In the 1990’s another path to improvement developed, centered on ideas presented by Michael Hammer and James Champy in their book Reengineering the Corporation. The book promoted a new concept called Business Process Reengineering (BPR).  If Kaizen focused primarily on incremental improvements, BPR was about radical change. If there’s a step in a manufacturing or business process where the customer does not place value, don’t tweak it, eliminate it! It made perfect sense for the times. Because as new information technologies were coming available, companies were automating – a lot. But they were making one big mistake.  They were taking a bad process and just automating it in the hope of making it better. However, what they ended up with is another bad process – an automated process – but still bad. BPR introduced a way to think about this problem.  First, improve (reengineer) the process, and then automate it.
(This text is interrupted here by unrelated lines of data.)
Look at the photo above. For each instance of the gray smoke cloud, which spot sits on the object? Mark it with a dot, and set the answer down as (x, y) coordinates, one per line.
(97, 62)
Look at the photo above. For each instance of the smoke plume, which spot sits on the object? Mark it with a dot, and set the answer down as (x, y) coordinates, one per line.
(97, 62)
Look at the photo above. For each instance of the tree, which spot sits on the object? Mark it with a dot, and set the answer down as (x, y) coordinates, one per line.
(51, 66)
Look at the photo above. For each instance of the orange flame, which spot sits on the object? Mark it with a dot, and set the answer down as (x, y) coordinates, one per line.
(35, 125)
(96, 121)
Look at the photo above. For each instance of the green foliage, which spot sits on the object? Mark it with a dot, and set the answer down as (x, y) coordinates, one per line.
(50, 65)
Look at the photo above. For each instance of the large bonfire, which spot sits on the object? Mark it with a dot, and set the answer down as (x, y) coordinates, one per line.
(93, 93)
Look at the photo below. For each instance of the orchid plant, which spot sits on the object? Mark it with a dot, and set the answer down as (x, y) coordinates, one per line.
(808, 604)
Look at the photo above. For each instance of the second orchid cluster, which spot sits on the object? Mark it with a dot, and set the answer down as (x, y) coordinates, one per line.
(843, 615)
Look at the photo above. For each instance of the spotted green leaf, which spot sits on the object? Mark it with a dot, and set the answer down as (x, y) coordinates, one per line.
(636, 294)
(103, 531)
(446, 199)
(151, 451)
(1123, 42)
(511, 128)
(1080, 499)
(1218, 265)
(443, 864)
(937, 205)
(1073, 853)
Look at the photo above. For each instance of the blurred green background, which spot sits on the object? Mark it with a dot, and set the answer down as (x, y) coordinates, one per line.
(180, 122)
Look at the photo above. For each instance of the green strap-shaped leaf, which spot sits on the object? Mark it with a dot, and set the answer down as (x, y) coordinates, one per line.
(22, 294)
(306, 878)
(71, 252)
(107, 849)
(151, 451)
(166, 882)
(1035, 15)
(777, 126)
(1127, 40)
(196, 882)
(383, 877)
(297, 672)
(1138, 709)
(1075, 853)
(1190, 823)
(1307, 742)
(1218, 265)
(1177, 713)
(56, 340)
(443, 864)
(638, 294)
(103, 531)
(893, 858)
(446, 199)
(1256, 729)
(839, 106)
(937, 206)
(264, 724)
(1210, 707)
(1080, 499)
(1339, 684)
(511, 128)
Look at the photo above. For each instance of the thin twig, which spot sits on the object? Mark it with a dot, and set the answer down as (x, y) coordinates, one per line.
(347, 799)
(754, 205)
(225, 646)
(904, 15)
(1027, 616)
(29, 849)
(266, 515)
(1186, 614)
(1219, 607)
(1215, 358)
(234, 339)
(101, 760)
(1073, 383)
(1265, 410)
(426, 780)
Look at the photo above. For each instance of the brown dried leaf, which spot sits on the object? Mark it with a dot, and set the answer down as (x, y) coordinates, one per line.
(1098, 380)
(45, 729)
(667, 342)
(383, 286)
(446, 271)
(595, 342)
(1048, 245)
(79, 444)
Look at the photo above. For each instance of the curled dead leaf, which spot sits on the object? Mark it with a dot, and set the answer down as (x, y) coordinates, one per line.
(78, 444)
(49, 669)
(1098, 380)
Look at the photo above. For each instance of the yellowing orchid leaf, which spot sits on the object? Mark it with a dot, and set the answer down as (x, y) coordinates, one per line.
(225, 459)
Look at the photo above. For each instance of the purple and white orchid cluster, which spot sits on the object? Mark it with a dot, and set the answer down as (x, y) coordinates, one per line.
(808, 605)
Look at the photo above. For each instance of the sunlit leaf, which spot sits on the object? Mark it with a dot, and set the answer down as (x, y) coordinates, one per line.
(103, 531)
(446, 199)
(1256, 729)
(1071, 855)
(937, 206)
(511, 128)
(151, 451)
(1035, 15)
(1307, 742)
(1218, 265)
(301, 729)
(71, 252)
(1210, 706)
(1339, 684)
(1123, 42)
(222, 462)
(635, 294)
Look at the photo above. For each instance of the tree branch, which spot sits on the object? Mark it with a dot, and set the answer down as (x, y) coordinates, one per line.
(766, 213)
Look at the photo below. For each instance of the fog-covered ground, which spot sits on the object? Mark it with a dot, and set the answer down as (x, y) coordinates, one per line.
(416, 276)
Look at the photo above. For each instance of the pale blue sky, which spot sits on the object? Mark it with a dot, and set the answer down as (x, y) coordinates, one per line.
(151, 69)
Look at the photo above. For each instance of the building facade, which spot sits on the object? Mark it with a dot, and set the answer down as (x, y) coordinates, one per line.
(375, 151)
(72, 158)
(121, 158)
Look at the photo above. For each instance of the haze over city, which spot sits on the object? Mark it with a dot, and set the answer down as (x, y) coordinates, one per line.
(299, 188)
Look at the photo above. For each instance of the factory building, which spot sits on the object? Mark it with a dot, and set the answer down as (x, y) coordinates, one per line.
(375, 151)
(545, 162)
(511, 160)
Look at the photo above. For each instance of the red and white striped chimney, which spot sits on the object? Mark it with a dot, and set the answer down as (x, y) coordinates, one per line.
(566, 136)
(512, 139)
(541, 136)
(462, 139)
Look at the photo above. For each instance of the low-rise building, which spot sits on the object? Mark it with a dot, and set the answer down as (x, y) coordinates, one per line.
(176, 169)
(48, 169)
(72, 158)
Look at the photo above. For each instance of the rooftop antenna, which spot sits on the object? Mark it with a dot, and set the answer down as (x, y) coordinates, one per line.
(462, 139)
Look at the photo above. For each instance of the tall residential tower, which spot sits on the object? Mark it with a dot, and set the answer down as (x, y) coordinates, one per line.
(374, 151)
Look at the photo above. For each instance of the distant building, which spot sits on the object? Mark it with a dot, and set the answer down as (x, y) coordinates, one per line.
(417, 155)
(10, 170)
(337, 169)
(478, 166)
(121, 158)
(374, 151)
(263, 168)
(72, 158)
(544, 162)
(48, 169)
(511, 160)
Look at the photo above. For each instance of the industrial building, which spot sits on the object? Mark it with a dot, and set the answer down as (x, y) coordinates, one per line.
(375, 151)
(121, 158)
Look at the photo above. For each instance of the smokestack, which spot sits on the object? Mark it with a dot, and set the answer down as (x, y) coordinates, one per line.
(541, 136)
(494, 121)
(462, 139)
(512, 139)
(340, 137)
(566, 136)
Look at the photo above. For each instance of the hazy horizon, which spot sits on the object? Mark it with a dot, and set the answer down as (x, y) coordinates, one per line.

Radical improvements followed.

Both continuous improvement and BPR remain fascinating and useful concepts, and will far into the future – because they are tools to support an even more important business principle – delivering ever more value to the customer who is willing and able to pay for it.

But what does all this have to do with UMix?

These ideas form the underpinnings for how we approach our business. Our customers have choices for their music and digital signage.  New competitors show up, and others disappear. At UMix we keep our focus on value. We use tools such as these to try to understand which features businesses want and incorporate them in a seamless way that’s powerful and easy to use, and consequently – useful!